North China (北方 Hanyu pinyin: Běifāng) and South China (南方 Hanyu pinyin: Nánfāng) are two approximate regions within China. The exact boundary between these two regions has never been precisely defined. Nevertheless, the self-perception of Chinese people, especially regional stereotypes, has often been dominated by these two concepts.
The boundary between North China and South China is usually defined to be the Qinling Mountains and Huai He River; there is an ambiguous area, the region around Nanyang, Henan, that lies in the gap where the Qinling has ended and the Huai He does not yet begin. As such, the boundary between North and South China does not follow provincial boundaries; it cuts through Shaanxi, Henan, Anhui, and Jiangsu, and creates areas such as Hanzhong (Shaanxi), Xinyang (Henan), and Xuzhou (Jiangsu) that lie on an opposite half of China from the rest of their respective provinces. This may have been deliberate; the Mongol Yuan Dynasty and Han Chinese Ming Dynasty established many of these boundaries intentionally to discourage regionalist separatism.

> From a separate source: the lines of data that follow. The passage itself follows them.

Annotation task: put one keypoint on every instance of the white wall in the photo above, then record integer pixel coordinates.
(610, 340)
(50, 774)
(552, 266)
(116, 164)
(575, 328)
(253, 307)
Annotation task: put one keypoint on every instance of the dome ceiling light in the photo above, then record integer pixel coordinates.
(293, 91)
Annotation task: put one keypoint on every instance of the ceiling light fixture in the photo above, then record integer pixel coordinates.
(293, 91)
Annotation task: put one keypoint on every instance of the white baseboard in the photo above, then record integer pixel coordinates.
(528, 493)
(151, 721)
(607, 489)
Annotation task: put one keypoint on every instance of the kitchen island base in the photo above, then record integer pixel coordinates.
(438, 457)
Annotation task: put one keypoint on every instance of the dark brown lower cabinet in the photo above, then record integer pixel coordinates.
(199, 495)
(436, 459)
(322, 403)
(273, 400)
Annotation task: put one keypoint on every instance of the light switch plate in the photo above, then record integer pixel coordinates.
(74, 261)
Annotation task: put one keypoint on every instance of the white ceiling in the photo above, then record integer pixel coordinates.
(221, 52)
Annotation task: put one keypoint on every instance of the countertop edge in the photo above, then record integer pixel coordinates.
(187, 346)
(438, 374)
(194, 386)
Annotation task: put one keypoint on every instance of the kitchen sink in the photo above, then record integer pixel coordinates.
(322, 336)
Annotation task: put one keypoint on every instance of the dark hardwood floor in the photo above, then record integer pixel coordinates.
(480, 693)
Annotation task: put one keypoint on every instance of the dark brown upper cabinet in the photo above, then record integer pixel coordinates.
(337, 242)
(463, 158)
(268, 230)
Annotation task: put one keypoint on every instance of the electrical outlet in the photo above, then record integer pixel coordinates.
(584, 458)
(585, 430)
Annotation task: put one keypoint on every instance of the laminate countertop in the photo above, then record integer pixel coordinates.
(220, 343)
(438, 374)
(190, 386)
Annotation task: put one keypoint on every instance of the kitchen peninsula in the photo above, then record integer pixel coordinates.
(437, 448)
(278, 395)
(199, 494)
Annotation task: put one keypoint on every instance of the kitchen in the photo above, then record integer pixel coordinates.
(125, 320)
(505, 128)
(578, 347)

Areas often thought as being outside "China proper", such as Manchuria, Taiwan, and Inner Mongolia, are also conceived as belonging to either North China or South China according to the framework above. Xinjiang and Tibet are, however, not usually conceived of being part of either north or south.
The concepts of North China and South China originate from differences in climate, geography, culture, and physical traits; as well as several periods of actual political division in history. North China is too cold and dry for rice cultivation (though it does happen today with modern technology) and consists largely of flat plains, grasslands, and desert; while South China is warm and rainy enough for rice and consists of lush mountains cut by river valleys. In addition, North Chinese trace some of their ancestry to Altaic peoples such as the Mongols and Manchus; South Chinese trace some of their ancestry to Tai and Austronesian peoples related to modern Thais and Taiwanese aborigines; this results in obvious differences in physical trait. (Internal migration within China, however, has greatly blurred such differences.) There are also major differences in language, cuisine, and popular entertainment forms.
Episodes of division into North and South include:
The Southern and Northern Dynasties showed such a high level of polarization between North and South that northerners and southerners referred to each other as barbarians; the Mongol Yuan Dynasty also made use of the concept by dividing Han Chinese into two castes: a higher caste of northerners and a lower caste of southerners. (These were the second-lowest and lowest castes of the Yuan Dynasty.)
In modern times, North and South is merely one of the ways that Chinese people identify themselves, and the divide between North and South China has been overridden by a unified Chinese nationalism. Few Chinese people (with the notable exception of Taiwanese politician Lee Teng-hui) would consider the difference between North and South sufficient reason for political division. During the Deng Xiaoping reforms of the 1980s, South China initially developed much more quickly than North China leading some scholars to wonder whether the economic fault line would create political tension between north and south. Some of this was based on the idea that there would be conflict between the bureaucratic north and the commercial south. This has not occurred in part because the economic faultlines eventually created a division between coastal China and the interior which runs in a different direction than the north-south division, and in part because neither north or south has any type of obvious advantage within the Chinese central government.
Nevertheless, the concepts of North and South continue to play an important role in regional stereotypes.
The stereotypical northerner:
- Is taller, plumper, has fairer skin
- Speaks a northern Mandarin dialect, which is legato
- Eats wheat-based food rather than rice-based food
- Is loud, boisterous, open, and prone to "thunderbolt" displays of emotion, such as anger
- Might make a good emperor
The stereotypical southerner:
- Is shorter, lankier, has darker skin
- Speaks a southern dialect, which is staccato
- Eats rice-based food rather than wheat-based food
- Is clever, calculating, hardworking, and prone to "mincemeat" displays of emotion, such as melancholy
- Might make a good tycoon
Note that these are very rough stereotypes, and are greatly complicated both by further stereotypes by province (or even county) and by real life.
In geology, North China and South China are two ancient landmasses that correspond to modern northern and southern China.